Justice : quatre ans de prison dont 18 mois ferme requis contre l'ancien député maire de Velaux jugé pour favoritisme

L’ancien député et maire de Velaux Jean-Pierre Maggi est jugé depuis lundi à Marseille pour clientélisme et détournement de fonds publics. La justice lui reproche notamment d'avoir favorisé l'embauche de proches lorsqu'il présidait le Service Départemental d’Incendie et de Secours.

18/01/2021. Au tribunal correctionnel de Marseille s'ouvre le procès du député maire Jean-Pierre Maggi ancien président du Sdis 13 et de Luc Jorda ancien directeur du Sdis 13. Les deux hommes sont jugés notamment pour favoritisme.
18/01/2021. Au tribunal correctionnel de Marseille s'ouvre le procès du député maire Jean-Pierre Maggi ancien président du Sdis 13 et de Luc Jorda ancien directeur du Sdis 13. Les deux hommes sont jugés notamment pour favoritisme. © Jean-François GIORGETTI / FTV

Quatre ans de prison dont 18 mois ferme ont été requis mardi 19 janvier à l'encontre de l’ancien président du service départemental d’incendie et de secours des Bouches-du-Rhône (Sdis 13) Jean-Pierre Maggi.

La peine est aménageable par le port d’un bracelet électronique. Le procureur Mathieu Vernaudon a également réclamé que l’ancien député et maire de Velaux soit privé de ses droits civiques et inéligible pendant cinq ans.

Contre le directeur du Sdis 13 de l’époque, Luc Jorda, le procureur a réclamé une peine de deux ans de prison dont un an ferme, assortie d’une interdiction de 5 ans d’exercer toute fonction publique.

Jean-Pierre Maggi, 76 ans, comparaît depuis lundi avec le colonel Luc Jorda (directeur du Sdis 13 de 1997 à 2014) devant le tribunal correctionnel de Marseille. Les deux hommes répondent de favoritisme, prise illégal d'intérêt et de détournement de fonds publics. 

Les faits reprochés ont été commis entre 2008 et 2011. L'ancien député maire et conseiller général était alors président du conseil d’administration du Sdis (1998-2012).

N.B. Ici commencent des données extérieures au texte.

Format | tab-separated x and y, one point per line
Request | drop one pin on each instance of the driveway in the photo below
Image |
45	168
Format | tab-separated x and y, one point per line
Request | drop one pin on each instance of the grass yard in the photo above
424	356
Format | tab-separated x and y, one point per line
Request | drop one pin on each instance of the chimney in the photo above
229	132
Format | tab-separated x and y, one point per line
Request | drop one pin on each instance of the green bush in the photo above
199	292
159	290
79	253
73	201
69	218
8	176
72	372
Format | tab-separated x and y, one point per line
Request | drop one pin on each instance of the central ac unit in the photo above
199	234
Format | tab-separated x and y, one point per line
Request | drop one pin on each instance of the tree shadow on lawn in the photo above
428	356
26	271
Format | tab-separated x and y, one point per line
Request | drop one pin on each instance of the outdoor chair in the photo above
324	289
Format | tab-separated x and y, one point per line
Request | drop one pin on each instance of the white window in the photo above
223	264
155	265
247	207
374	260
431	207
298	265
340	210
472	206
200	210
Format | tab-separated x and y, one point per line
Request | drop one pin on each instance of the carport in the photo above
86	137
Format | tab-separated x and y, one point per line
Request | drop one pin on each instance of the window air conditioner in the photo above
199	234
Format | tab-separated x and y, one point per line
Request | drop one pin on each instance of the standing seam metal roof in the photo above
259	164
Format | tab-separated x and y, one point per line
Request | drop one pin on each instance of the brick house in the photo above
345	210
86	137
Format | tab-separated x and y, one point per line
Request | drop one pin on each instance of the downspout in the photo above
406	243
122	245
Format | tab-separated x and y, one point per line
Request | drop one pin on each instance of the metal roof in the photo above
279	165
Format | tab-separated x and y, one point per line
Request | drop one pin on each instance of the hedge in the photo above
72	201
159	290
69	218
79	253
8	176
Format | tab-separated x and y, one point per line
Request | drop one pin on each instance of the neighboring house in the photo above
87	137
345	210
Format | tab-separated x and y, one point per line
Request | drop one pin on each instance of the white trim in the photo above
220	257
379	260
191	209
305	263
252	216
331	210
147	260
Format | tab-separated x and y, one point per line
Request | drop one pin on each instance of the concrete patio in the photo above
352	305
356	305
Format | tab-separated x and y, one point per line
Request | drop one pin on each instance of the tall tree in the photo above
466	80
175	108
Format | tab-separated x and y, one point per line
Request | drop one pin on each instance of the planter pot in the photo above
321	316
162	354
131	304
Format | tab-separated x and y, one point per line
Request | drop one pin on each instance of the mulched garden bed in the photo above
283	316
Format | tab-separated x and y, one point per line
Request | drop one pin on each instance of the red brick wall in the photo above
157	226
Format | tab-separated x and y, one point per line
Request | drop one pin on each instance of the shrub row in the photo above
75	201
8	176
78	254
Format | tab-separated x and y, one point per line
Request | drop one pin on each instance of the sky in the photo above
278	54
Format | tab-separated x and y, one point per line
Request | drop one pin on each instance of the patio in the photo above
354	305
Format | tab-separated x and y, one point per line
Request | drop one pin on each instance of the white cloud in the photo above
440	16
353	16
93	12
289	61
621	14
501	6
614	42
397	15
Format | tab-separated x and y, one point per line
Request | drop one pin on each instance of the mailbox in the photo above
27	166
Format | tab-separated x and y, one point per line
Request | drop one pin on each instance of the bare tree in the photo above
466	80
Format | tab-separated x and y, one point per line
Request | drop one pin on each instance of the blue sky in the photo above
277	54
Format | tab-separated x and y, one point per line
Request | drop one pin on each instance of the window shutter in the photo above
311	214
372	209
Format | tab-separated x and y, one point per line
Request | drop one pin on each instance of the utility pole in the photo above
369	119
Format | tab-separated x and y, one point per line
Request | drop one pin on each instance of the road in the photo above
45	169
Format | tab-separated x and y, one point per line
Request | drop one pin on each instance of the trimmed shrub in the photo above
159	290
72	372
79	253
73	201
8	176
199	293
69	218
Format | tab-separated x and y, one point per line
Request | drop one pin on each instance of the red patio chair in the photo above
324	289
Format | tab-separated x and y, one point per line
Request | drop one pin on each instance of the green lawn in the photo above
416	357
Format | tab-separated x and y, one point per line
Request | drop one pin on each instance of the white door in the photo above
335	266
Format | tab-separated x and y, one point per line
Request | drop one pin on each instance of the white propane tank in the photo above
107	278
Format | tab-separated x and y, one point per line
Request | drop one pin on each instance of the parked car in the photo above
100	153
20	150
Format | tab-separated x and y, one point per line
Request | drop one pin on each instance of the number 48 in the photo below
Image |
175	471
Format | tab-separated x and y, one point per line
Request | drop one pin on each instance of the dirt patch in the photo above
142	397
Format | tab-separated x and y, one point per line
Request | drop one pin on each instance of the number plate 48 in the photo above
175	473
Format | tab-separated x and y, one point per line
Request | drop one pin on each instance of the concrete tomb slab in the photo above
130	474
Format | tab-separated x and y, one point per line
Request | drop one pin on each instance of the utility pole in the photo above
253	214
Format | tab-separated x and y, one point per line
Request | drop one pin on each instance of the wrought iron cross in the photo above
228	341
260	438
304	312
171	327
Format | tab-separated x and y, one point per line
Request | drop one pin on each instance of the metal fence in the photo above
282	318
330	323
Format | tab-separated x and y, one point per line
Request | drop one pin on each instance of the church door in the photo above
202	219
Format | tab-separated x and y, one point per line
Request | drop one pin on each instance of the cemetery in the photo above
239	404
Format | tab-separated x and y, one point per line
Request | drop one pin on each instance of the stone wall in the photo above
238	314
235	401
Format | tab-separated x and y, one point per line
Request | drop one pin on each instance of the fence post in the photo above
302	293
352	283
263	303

Il est soupçonné d'avoir profité de son statut pour faire embaucher des habitants de sa commune et des proches, notamment sa compagne et le fils de celle-ci.

Sollicitée par un lanceur d'alerte, Transparency International qui lutte contre la corruption, s'est constituée partie civile. L'avocate de l'association attend des condamnations fermes contre l'élu.  

Jean-Pierre Maggi, Luc Jorda pas plus que leurs avocats n'ont souhaité répondre aux questions de France 3.

Jean-Pierre Maggi minimise les faits et dit avoir voulu notamment rendre service. Le jugement doit être rendu jeudi.